Note: Staying true to the paper I got SHARP running in ~200ms on an H100. Total process — download / inference / compression / upload is about 3 seconds. Read more or reach out to spatial@fncore.com if you're interested. The MacBook Pro and Mac Mini timings below are 2-4 seconds higher than they should be for an approach identical to Apple's paper. I'll update them as soon as I re-run the benchmarks.

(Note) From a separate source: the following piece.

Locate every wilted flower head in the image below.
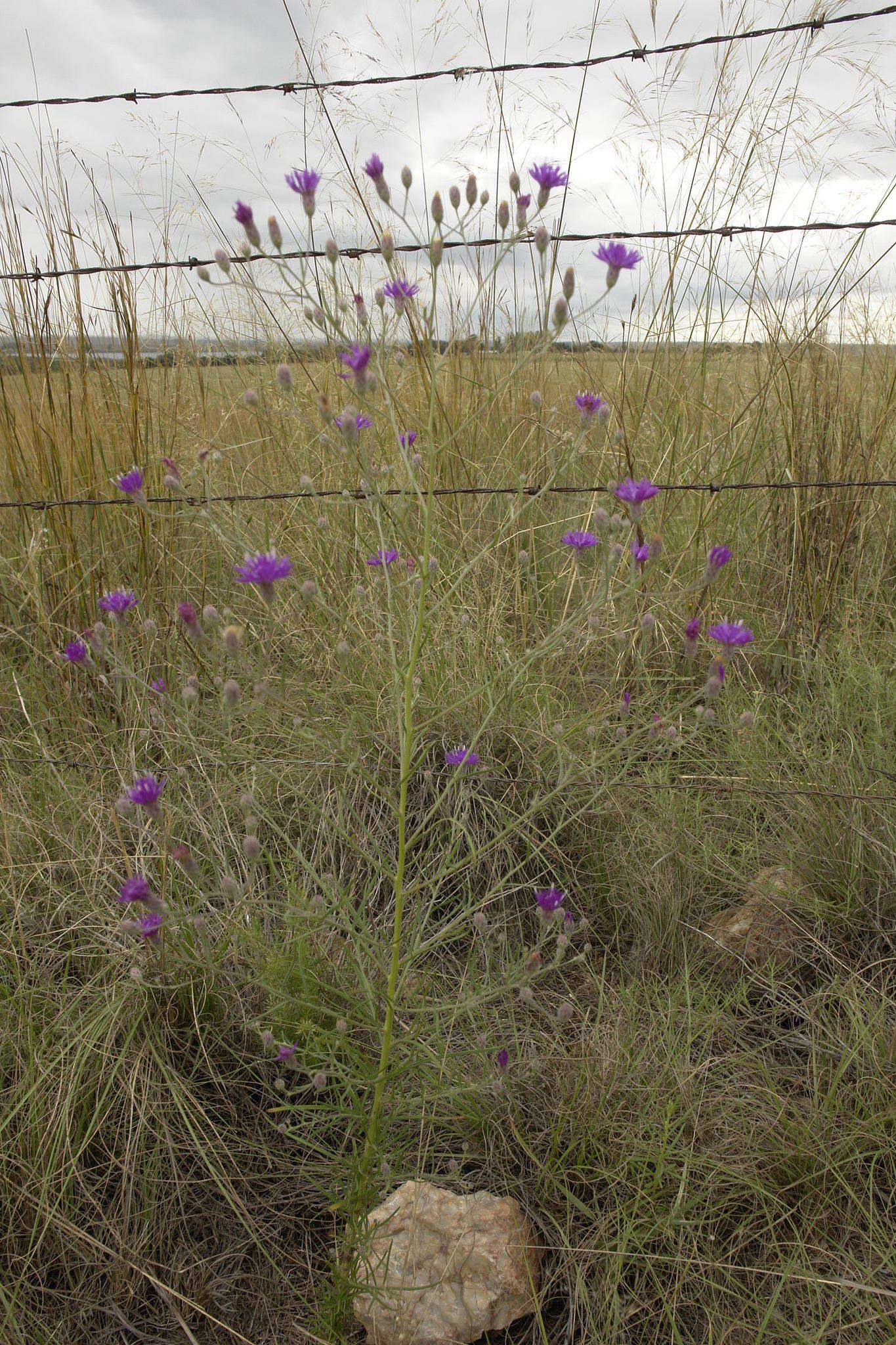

I benchmarked Sharp on my MacBook Pro and a Mac Mini to compare performance against the NVIDIA GPUs from Apple's paper.
The Results
Testing 9 images on each machine:
| Machine | Chip | GPU Cores | Inference | Total Time |
|---|---|---|---|---|
| MacBook Pro | M4 Pro | 16-20 | 5.56s | 7.04s |
| Mac Mini | M4 | 10 | 9.28s | 10.79s |
The Mac Mini runs 1.7x slower than the MacBook Pro — which lines up almost exactly with the GPU core ratio (10 vs 16-20 cores).
CoreML vs MPS
I also tested CoreML as an alternative to PyTorch's MPS backend on the MacBook Pro:
| Backend | Inference | Speedup |
|---|---|---|
| MPS (PyTorch) | 5.56s | baseline |
| CoreML | 4.04s | 1.4x faster |
CoreML delivers a 1.4x speedup over the standard PyTorch MPS backend on the same hardware.
Takeaway
GPU core count scales linearly with inference speed on Apple Silicon. The M4 Pro's extra cores translate directly into faster 3D processing, and CoreML can squeeze out another 40% on top of that.